Over the past nine years, I have authored seven more books (all published with Loving Healing Press, Inc.). I know there are millions of writers out there who are much more gifted than I am. I don't compare myself to others. I do what I am called to do. I write because I am driven to bring healing and hope to others. At the same time, I never stop honing my skills.

My most recent book, Daughters Betrayed By Their Mothers: Moving From Brokenness To Wholeness, is the most professionally challenging but personally rewarding book I've written. It took two years of research and writing to complete the first rough draft. It took another six months to get to a final draft. A printed edition and a Kindle  edition were released February 14, 2018. An Audiobook was released May 2, 2018. It has been an Amazon #1 New Release in Recovery for several weeks.

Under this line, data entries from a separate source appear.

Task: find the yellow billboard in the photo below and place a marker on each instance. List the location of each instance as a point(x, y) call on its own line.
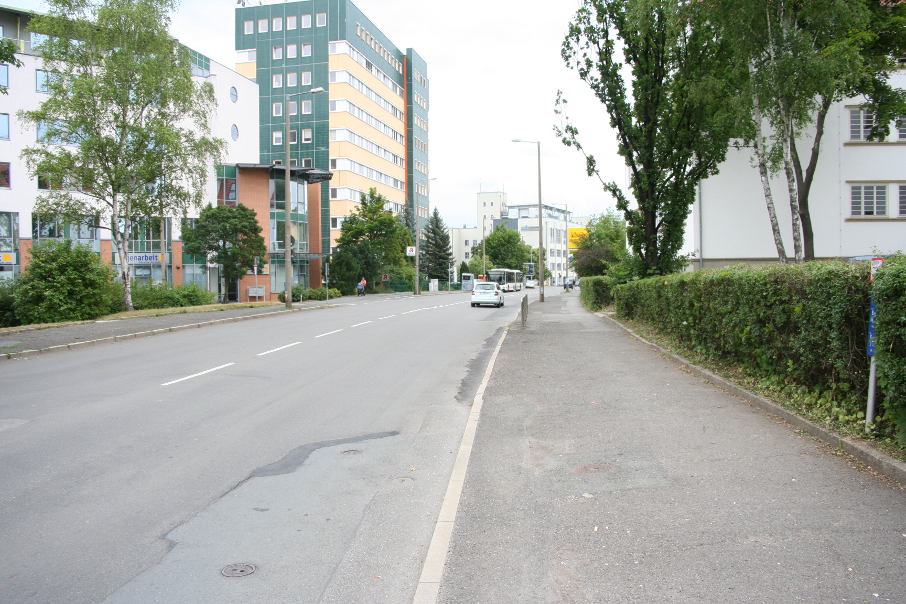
point(574, 234)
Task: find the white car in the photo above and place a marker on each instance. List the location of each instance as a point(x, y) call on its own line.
point(486, 292)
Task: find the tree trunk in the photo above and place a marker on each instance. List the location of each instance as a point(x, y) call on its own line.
point(763, 172)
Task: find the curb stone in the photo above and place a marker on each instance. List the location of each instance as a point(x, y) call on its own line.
point(871, 457)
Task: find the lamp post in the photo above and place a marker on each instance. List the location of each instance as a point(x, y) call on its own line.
point(540, 221)
point(287, 194)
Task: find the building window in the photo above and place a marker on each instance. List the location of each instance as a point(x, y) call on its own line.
point(226, 185)
point(860, 124)
point(869, 200)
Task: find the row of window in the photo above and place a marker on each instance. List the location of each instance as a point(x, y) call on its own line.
point(341, 135)
point(861, 122)
point(292, 79)
point(276, 23)
point(344, 163)
point(343, 48)
point(342, 105)
point(378, 47)
point(346, 77)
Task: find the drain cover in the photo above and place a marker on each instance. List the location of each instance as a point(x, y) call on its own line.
point(237, 570)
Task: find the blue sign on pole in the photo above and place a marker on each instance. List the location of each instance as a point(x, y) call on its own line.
point(870, 348)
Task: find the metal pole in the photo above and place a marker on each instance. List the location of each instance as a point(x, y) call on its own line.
point(540, 226)
point(287, 222)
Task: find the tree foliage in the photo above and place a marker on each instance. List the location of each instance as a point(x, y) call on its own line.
point(674, 124)
point(437, 256)
point(132, 120)
point(229, 236)
point(64, 281)
point(602, 245)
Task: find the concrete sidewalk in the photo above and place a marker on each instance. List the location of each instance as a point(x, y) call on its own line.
point(604, 471)
point(29, 340)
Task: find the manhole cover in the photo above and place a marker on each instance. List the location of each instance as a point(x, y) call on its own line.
point(237, 570)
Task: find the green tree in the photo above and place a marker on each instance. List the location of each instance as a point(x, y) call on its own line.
point(437, 258)
point(229, 236)
point(504, 248)
point(64, 281)
point(385, 235)
point(601, 246)
point(673, 126)
point(135, 122)
point(799, 59)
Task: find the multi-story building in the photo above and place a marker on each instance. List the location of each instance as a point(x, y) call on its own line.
point(356, 104)
point(857, 200)
point(155, 253)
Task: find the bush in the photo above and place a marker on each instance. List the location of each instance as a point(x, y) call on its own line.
point(802, 327)
point(596, 292)
point(167, 296)
point(890, 347)
point(63, 282)
point(8, 303)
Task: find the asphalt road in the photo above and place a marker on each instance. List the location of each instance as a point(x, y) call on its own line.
point(315, 446)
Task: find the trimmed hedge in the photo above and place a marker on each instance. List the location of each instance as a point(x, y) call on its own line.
point(596, 292)
point(801, 324)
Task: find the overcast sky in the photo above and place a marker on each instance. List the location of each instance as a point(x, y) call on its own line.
point(494, 68)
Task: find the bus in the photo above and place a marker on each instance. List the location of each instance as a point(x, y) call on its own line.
point(510, 280)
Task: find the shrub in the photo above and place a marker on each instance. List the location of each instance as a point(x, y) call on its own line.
point(167, 296)
point(890, 348)
point(596, 292)
point(63, 282)
point(8, 303)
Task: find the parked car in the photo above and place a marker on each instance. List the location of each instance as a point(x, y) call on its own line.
point(486, 292)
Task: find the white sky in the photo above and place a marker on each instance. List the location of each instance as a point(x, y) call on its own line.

Last week, my husband and I traveled to California and then back to Arizona. Driving to and from, we listened to the Daughters Audiobook. As I soaked in every beautiful interpretation by recording artist  Kristine Bowen, I couldn't help but return to that classroom of a lifetime ago - Bonehead English - and recall my feelings of embarrassment and inferiority.

However, I didn't stay there long. Hearing my words on Audiobook, I chose instead to focus on my purposeful journey, and on each and every path that prepared me for where I am today. 

The lesson I leave with you is not to allow "set backs" to set you back. Take stock of what you are supposed to learn from it. And then, do learn from it. Not every situation will benefit you in the ways you want, but how you approach the challenge and your commitment to seeing it through will advance your repertoire of skills. Don't give up or give in. Stay the course. Remain open. And then, prepare yourself for something far greater than you ever imagined!

Oh, and by the way, where is  my musical companion - my flute?  She is close by, bearing witness to the years and years of practice required to deliver a polished performance!